Although genomic testing is undoubtedly now providing new treatment options for patients with a variety of cancers with specific genetic alterations, how common and accessible is this type of testing for patients with cholangiocarcinoma currently?

“All big centers definitely do this type of next generation sequencing screening, but a majority of the cancer patients in the community may not be getting this screening to recommend applicable treatment approaches based on such results. Access and cost could be an issue and sometimes there’s an issue with physician awareness,” said Dr Abou-Alfa.

There’s also often an issue of cost with DNA sequencing of tumor samples with tests frequently costing thousands of dollars6 and not all of them being covered by insurance companies or government programs like Medicare.
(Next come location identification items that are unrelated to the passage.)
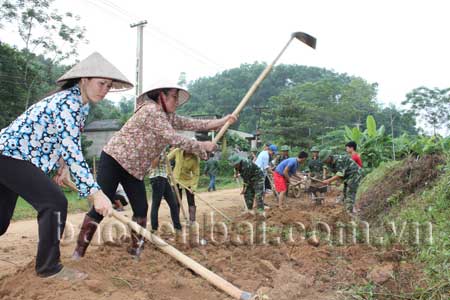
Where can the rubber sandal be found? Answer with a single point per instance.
(69, 274)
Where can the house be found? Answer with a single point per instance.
(99, 133)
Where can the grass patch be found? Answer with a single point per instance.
(424, 205)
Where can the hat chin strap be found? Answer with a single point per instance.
(163, 103)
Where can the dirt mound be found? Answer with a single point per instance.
(273, 268)
(397, 183)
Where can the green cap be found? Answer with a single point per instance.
(324, 154)
(234, 159)
(315, 149)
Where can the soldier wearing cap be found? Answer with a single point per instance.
(284, 154)
(315, 166)
(253, 154)
(345, 169)
(253, 181)
(47, 137)
(128, 155)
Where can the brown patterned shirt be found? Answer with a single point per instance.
(146, 133)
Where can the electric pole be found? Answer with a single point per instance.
(139, 56)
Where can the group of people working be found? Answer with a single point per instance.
(45, 139)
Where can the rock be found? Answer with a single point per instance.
(313, 241)
(266, 266)
(381, 274)
(263, 293)
(94, 285)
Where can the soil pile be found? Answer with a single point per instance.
(274, 267)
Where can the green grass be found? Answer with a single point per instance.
(431, 205)
(76, 205)
(376, 176)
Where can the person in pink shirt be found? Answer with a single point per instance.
(350, 147)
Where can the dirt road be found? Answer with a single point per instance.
(267, 264)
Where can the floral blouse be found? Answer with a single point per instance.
(147, 133)
(48, 130)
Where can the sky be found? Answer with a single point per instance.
(400, 45)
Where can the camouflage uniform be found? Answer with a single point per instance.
(254, 182)
(346, 168)
(280, 158)
(315, 167)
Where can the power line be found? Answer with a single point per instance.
(165, 37)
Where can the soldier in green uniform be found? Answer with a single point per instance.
(212, 169)
(253, 181)
(346, 169)
(315, 165)
(284, 154)
(253, 154)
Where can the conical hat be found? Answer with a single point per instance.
(183, 94)
(95, 65)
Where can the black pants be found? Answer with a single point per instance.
(189, 195)
(110, 173)
(161, 188)
(267, 185)
(22, 178)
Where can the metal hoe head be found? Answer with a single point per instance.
(305, 38)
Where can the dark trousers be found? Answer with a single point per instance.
(189, 195)
(110, 173)
(267, 185)
(22, 178)
(161, 188)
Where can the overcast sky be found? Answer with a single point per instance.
(400, 45)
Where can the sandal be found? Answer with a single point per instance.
(69, 274)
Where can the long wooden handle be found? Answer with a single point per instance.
(204, 201)
(175, 190)
(250, 93)
(211, 277)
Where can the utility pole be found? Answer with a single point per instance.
(392, 134)
(358, 123)
(259, 110)
(139, 56)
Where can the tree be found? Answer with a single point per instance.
(44, 31)
(220, 94)
(302, 113)
(431, 105)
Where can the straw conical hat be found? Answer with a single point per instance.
(183, 94)
(95, 65)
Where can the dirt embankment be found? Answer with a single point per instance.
(279, 264)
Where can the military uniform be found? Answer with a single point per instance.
(254, 183)
(315, 167)
(346, 168)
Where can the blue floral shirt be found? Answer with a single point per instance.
(48, 130)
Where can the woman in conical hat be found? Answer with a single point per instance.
(47, 137)
(127, 157)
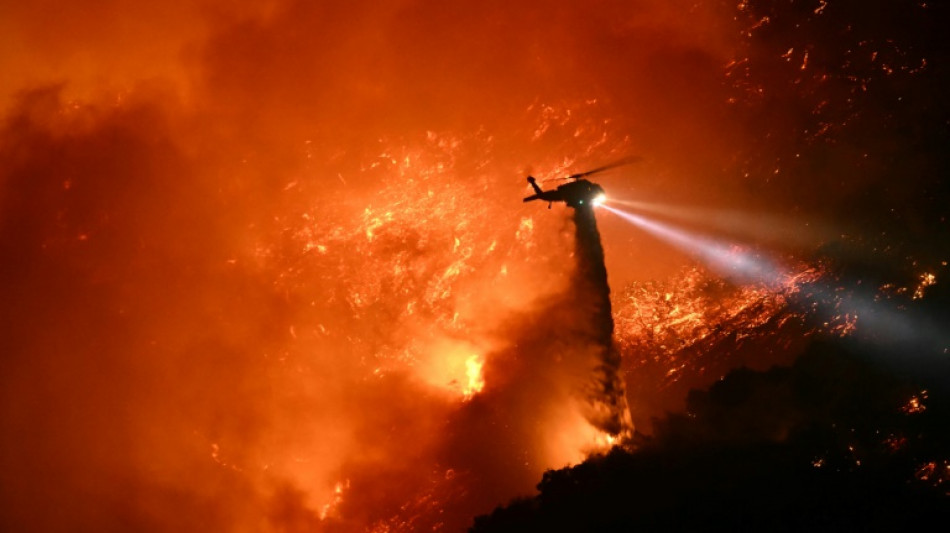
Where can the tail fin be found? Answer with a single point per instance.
(534, 184)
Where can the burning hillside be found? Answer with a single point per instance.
(267, 268)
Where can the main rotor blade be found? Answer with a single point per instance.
(619, 163)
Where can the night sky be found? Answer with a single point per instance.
(266, 267)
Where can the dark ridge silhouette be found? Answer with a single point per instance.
(827, 444)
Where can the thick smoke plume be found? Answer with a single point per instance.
(266, 268)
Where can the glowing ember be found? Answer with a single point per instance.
(473, 371)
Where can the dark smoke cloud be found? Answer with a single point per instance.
(214, 224)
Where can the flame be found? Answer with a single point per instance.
(473, 371)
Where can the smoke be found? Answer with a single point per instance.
(251, 253)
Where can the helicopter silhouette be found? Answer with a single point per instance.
(579, 192)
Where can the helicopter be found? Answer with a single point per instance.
(575, 194)
(579, 192)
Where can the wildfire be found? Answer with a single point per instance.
(473, 371)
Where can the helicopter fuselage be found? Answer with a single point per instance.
(577, 193)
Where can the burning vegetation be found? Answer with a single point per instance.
(268, 269)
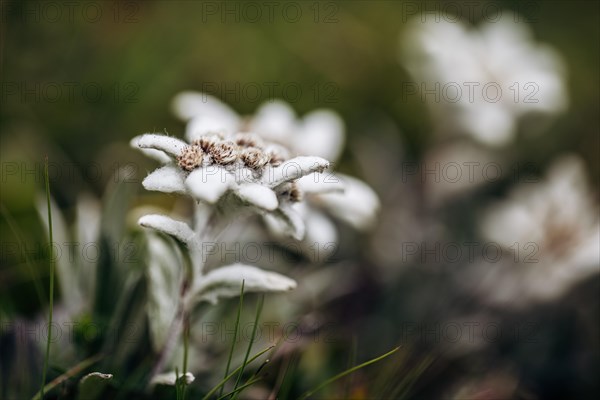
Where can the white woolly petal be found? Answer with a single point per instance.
(204, 124)
(157, 155)
(285, 221)
(168, 144)
(258, 195)
(227, 282)
(188, 105)
(168, 179)
(208, 184)
(275, 121)
(170, 378)
(321, 133)
(179, 230)
(293, 169)
(320, 183)
(357, 206)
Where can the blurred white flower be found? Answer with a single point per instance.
(318, 133)
(552, 229)
(170, 378)
(481, 81)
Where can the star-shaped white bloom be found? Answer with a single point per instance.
(554, 231)
(214, 165)
(319, 133)
(481, 81)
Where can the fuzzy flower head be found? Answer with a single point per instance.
(305, 201)
(213, 166)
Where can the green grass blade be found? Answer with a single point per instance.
(83, 365)
(347, 372)
(254, 328)
(237, 324)
(51, 261)
(232, 373)
(186, 339)
(239, 389)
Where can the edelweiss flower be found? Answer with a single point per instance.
(481, 81)
(256, 172)
(319, 133)
(554, 231)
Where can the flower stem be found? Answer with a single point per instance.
(51, 300)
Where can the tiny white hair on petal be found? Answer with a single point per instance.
(293, 169)
(258, 195)
(320, 133)
(170, 378)
(168, 144)
(204, 124)
(209, 183)
(358, 205)
(167, 179)
(320, 183)
(157, 155)
(177, 229)
(227, 281)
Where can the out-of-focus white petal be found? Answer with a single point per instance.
(167, 144)
(205, 124)
(358, 205)
(157, 155)
(163, 275)
(320, 133)
(320, 183)
(209, 183)
(168, 179)
(321, 235)
(275, 121)
(170, 378)
(258, 195)
(293, 169)
(188, 105)
(227, 281)
(286, 221)
(177, 229)
(490, 123)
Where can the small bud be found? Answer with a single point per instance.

“In smaller centers, people are more likely to have standard therapy and then perhaps they get tested, but I would prefer for them to be tested at diagnosis. If there are approved therapeutic options, there’s more reason for testing patients for these alterations. I think cholangiocarcinoma in the future will get wider community testing as these drugs become more available,” said Dr Subbiah.

Despite these advances, cholangiocarcinoma still remains an incurable cancer for the majority of people who have it, with a 5-year survival rate of below 20%. But there may be promising treatment options on the horizon.
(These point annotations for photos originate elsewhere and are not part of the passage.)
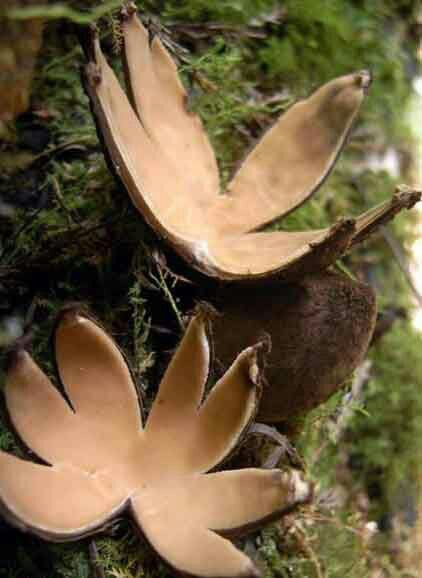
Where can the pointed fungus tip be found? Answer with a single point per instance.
(302, 490)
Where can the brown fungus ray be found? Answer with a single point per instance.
(160, 151)
(101, 462)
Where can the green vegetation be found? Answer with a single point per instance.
(77, 238)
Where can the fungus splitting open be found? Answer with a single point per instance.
(100, 461)
(160, 151)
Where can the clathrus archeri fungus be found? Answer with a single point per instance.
(161, 153)
(99, 461)
(320, 327)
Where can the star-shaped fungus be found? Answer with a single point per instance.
(161, 153)
(98, 460)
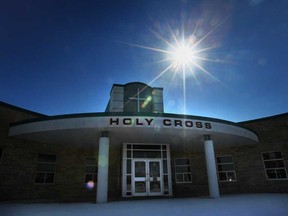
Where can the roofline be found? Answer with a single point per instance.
(21, 109)
(142, 83)
(98, 114)
(265, 118)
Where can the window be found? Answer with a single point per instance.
(274, 165)
(183, 170)
(91, 170)
(226, 169)
(45, 171)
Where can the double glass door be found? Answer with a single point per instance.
(147, 177)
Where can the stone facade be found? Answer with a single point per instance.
(19, 161)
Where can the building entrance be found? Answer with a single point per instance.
(146, 170)
(147, 177)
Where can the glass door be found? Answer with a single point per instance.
(147, 177)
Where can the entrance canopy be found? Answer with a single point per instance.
(85, 129)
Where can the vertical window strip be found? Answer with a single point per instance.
(274, 165)
(46, 168)
(183, 170)
(226, 169)
(91, 170)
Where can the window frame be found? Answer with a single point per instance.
(183, 173)
(45, 172)
(227, 171)
(280, 168)
(94, 175)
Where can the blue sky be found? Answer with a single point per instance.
(62, 57)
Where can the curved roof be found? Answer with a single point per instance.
(178, 130)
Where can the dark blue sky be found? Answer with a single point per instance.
(60, 57)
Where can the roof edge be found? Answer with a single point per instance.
(21, 109)
(265, 118)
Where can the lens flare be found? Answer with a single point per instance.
(90, 185)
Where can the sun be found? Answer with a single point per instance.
(182, 55)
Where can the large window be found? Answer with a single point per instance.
(46, 167)
(91, 170)
(226, 169)
(274, 165)
(183, 170)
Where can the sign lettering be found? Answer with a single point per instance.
(177, 123)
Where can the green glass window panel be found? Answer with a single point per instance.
(281, 173)
(40, 177)
(46, 167)
(49, 178)
(272, 155)
(91, 169)
(274, 164)
(224, 159)
(226, 167)
(46, 158)
(182, 161)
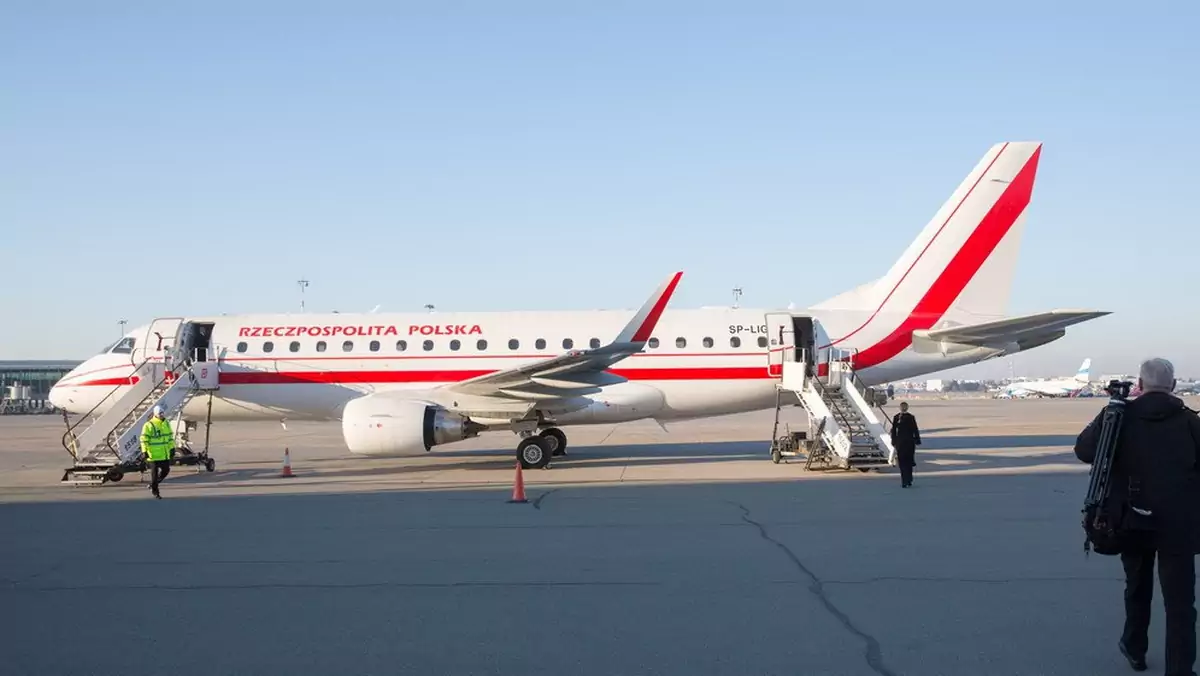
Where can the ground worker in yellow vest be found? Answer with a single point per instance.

“What I would like to see in the years to come is a cure for this type of cancer. I’d like to move away from chemotherapy,  and enhance further the targeted therapies in first-line settings like we are doing with FGFR2 and figure out if immune checkpoint inhibition and immunotherapy is going to have a role in treating this type of cancer,” said Dr Abou-Alfa.
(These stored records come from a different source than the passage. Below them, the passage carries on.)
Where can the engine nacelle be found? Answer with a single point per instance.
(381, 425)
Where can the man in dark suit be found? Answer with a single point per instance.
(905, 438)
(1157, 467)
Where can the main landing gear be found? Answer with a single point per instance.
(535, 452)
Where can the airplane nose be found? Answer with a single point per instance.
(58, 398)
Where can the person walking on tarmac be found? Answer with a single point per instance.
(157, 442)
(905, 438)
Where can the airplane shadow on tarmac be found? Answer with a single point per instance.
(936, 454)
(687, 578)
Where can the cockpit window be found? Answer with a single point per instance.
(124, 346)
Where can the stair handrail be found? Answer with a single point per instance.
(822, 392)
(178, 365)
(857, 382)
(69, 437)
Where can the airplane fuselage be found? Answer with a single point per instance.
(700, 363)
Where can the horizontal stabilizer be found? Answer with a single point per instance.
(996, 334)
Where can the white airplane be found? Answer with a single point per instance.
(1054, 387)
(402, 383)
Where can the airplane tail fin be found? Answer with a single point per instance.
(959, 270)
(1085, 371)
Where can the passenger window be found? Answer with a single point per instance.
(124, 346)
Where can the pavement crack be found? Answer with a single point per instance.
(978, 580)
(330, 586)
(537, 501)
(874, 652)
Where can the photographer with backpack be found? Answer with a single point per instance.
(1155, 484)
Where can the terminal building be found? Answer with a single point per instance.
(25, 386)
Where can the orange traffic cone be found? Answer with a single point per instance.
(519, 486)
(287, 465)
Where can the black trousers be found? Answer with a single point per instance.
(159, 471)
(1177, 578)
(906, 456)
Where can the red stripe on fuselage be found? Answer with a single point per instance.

Editor’s note: This article was updated on 10/5/20.


  1. Subbiah V, Lassen U, Élez E, et al. Dabrafenib plus trametinib in patients with BRAFV600E-mutated biliary tract cancer (ROAR): a phase 2, open-label, single-arm, multicentre basket trialLancet Oncol. 2020;21(9):1234-1243. doi:10.1016/S1470-2045(20)30321-1
  2. Lamarca A, Palmer DH, Wasan HS, et al. ABC-06 | A randomised phase III, multi-centre, open-label study of active symptom control (ASC) alone or ASC with oxaliplatin / 5-FU chemotherapy (ASC mFOLFOX) for patients (pts) with locally advanced / metastatic biliary tract cancers (ABC) previously-treated with cisplatin/gemcitabine (CisGem) chemotherapy. J Clin Oncol. 2019;37(15_suppl):4003-4003.